Ich hatte schon erwartet, dass Mr. Sang es nicht einfach so hinnehmen würde, dass ich jegliches Instrument ablehnte. Aber das war nun einmal meine Entscheidung und die hatte er zu akzeptieren. Nicht nur, dass ich nie wieder so gut sein würde, wie ich es einmal war. Nein, ich hätte dies auch noch vor der gesamten Schule zu tragen. Vielleicht war das Klavier einmal mein Lebensinhalt gewesen. Und wahrscheinlich hätte ich zu diesem Zeitpunkt auch gemeint, es wäre das Wichtigste gewesen, was ich hatte. Aber so wie Hana und Tay innerhalb eines Jahres zu Models mutiert waren, hatte ich eben das Klavier aufgegeben. Ich konzentrierte mich jetzt eben auf den geschichtlichen Teil der Musik. Ich musste nur den Abschluss hinter mich bringen und dann konnte ich machen, was ich wollte. Nur dass ich gar nicht wusste, was das überhaupt war.
    Mein Traum war es einmal gewesen große Konzerte zu geben. Säle zu füllen, Menschen zu begeistern. Ich wollte spielen und spielen, bis meine Finger Wund waren und bis es kein Lied mehr gab, das zu schwer für mich war. Ich wollte in Menschen Erinnerungen wecken, sie zum Weinen und zum Lachen bringen. Aber das ging nun eben nicht mehr. Es musste ein neuer Traum her. Und das möglichst schnell.
„Sieh’ an. Unser Ausnahmetalent ist zurück.“, säuselte Hana mit gespielter Höflichkeit. Sie ließ sich auf den freien Platz neben mir nieder. Ich schielte nur einmal kurz zu ihr hinüber, entschied mich aber, vorerst nicht auf ihre blöden Sprüche einzugehen.
„Ich habe gehört du hast deine Karriere an den Nagel gehängt?!“, fuhr sie fort und ich konnte ihren durchdringenden Blick spüren.

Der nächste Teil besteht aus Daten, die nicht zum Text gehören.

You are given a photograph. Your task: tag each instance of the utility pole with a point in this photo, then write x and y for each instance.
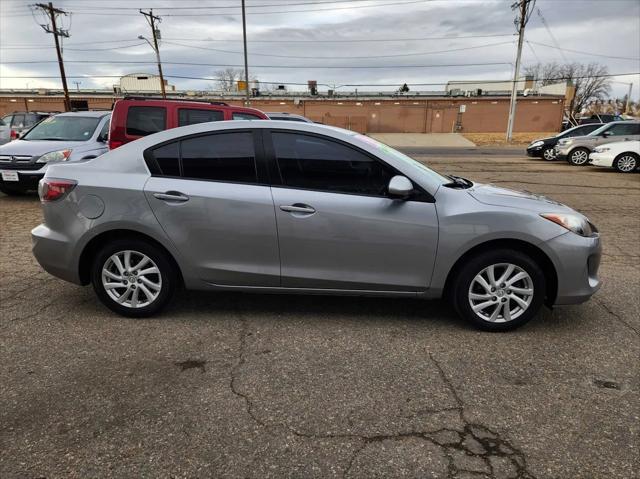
(523, 5)
(246, 62)
(57, 32)
(152, 19)
(626, 106)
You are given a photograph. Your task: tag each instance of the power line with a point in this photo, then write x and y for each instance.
(585, 53)
(396, 55)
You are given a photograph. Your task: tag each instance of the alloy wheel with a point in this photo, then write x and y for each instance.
(579, 157)
(501, 293)
(627, 163)
(131, 279)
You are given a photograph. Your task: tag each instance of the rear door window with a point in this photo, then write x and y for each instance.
(220, 157)
(145, 120)
(191, 116)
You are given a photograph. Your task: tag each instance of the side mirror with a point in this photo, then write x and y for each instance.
(400, 187)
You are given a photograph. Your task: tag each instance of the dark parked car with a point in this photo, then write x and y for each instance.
(544, 148)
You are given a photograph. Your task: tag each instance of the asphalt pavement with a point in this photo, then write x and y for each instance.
(232, 385)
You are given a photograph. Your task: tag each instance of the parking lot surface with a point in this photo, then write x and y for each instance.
(231, 385)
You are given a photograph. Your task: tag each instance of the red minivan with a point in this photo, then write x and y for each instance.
(133, 118)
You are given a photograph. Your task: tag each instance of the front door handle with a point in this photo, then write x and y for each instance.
(172, 196)
(298, 208)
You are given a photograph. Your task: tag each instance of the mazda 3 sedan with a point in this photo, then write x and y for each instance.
(268, 206)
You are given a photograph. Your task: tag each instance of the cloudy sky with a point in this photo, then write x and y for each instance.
(348, 42)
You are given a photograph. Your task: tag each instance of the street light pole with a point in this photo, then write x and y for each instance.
(151, 18)
(246, 62)
(523, 4)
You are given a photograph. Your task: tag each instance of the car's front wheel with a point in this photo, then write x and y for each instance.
(626, 163)
(499, 290)
(549, 154)
(133, 277)
(579, 157)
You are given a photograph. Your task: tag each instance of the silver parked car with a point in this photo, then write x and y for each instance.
(63, 137)
(268, 206)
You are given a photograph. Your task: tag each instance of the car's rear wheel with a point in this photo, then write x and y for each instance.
(499, 290)
(626, 163)
(133, 278)
(579, 157)
(549, 154)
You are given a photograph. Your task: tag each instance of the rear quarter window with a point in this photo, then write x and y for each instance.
(145, 120)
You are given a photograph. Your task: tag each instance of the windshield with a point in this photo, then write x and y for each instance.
(404, 158)
(63, 128)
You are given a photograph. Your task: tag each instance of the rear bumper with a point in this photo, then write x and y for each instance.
(54, 253)
(576, 261)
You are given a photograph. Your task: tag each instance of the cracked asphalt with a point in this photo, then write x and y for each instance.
(235, 386)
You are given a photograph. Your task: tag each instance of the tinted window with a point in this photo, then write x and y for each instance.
(221, 157)
(315, 163)
(624, 129)
(167, 158)
(191, 117)
(18, 121)
(145, 120)
(245, 116)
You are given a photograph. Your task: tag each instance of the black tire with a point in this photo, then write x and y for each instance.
(626, 162)
(465, 276)
(11, 191)
(579, 157)
(167, 277)
(548, 154)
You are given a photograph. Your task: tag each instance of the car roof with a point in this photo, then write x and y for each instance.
(96, 114)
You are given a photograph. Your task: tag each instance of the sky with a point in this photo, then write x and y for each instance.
(376, 44)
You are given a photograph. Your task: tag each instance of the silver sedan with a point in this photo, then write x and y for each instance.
(268, 206)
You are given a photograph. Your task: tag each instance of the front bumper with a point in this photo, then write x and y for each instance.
(576, 260)
(601, 159)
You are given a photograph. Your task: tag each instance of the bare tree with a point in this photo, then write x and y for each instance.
(588, 79)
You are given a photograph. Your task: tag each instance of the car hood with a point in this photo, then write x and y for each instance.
(497, 196)
(37, 147)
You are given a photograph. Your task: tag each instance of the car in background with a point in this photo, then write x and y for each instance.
(545, 147)
(624, 156)
(136, 117)
(59, 138)
(284, 207)
(283, 116)
(576, 150)
(20, 121)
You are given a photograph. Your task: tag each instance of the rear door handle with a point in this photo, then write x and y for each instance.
(298, 208)
(172, 196)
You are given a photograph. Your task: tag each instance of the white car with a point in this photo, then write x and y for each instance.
(624, 156)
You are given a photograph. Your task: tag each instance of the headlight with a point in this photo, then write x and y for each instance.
(575, 223)
(60, 155)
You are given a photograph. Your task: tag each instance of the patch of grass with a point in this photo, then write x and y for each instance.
(492, 139)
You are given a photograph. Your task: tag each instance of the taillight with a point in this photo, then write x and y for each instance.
(53, 189)
(113, 144)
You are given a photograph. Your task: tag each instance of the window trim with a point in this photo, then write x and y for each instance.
(259, 161)
(276, 181)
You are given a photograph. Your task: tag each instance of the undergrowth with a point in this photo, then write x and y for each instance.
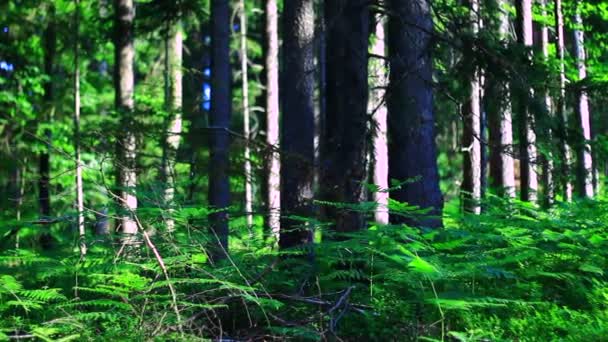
(513, 273)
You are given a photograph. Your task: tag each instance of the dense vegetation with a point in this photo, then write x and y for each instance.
(386, 170)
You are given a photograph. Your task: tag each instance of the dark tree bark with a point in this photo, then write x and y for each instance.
(219, 120)
(412, 150)
(527, 136)
(565, 151)
(345, 139)
(124, 84)
(297, 131)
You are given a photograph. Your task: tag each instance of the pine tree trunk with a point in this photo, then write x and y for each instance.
(219, 120)
(246, 129)
(79, 190)
(297, 131)
(344, 145)
(124, 85)
(272, 119)
(412, 150)
(527, 136)
(173, 80)
(378, 71)
(471, 139)
(566, 154)
(584, 158)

Ich schaute sie an, sagte aber nichts.
„Selbst wenn du noch spielen würdest, bist du längst nicht mehr der Star dieser Schule.“, meinte sie und grinste boshaft. Vielleicht war ich auch nur paranoid und bildete mir ein, dass Hana ziemlich hinterlistig und schadenfroh klang.
„Aber sag mal, wenn du nicht mehr spielst, was machst du dann noch hier?“, fragte sie und blinzelte mich mit großen Kulleraugen an.

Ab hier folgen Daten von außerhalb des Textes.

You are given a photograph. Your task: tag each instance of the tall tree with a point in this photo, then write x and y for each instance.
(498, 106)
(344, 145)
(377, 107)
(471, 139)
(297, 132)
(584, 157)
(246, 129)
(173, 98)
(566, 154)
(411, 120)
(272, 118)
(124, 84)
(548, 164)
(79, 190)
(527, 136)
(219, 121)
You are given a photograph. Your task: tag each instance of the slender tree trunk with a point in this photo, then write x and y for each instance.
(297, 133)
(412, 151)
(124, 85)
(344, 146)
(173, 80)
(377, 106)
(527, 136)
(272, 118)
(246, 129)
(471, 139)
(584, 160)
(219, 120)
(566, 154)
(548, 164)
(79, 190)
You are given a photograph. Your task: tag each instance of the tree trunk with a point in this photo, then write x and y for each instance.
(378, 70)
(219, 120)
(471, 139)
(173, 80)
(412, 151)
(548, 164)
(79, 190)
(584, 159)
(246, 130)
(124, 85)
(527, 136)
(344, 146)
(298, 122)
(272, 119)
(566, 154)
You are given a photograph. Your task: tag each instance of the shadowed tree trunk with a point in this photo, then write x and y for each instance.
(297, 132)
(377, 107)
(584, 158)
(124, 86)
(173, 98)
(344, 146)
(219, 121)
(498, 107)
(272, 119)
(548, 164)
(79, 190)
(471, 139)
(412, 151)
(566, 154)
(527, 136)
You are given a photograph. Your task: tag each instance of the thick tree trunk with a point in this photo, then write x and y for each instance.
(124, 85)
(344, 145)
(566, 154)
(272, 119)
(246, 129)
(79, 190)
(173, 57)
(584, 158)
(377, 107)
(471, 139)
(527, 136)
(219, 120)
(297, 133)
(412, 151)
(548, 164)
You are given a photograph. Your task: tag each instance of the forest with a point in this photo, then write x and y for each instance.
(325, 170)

„Na, Hana. Nervst du schon am ersten Tag wieder die Leute?!“, hallte eine männliche Stimme durch das Klassenzimmer. Hana fuhr hastig herum und sprang von ihrem Stuhl auf.
„Tay!“, japste sie.
Tay schob sich mit seinen schlanken, langen Beinen an den Tischen vorbei und setzte sich in eine der vorderen Reihen.
Hana ließ sich derweil mürrisch auf ihren Stuhl fallen und verschränkte die Arme vor der Brust. So richtig verstand ich nicht, was Hana’s Problem war, aber allen Anschein nach, passte es ihr nicht in den Kram, dass Tay sie ermahnt hatte.
Zu meinem Glück ignorierte sie mich den Rest der Stunde. Mrs. Jun plapperte aufgeregt von irgendwelchen Vögeln, die sie in den Ferien beobachtet hatte. Sie war so abgelenkt, dass sie gar nicht mitbekam, dass die Hälfte der Klasse, einschließlich mir, die Köpfe auf den Tischen hatte und dabei war einzuschlafen. 
    Als endlich Mittagspause war, konnte ich gar nicht schnell genug aus dem Klassenzimmer fliehen und machte mich auf die Suche nach Inna.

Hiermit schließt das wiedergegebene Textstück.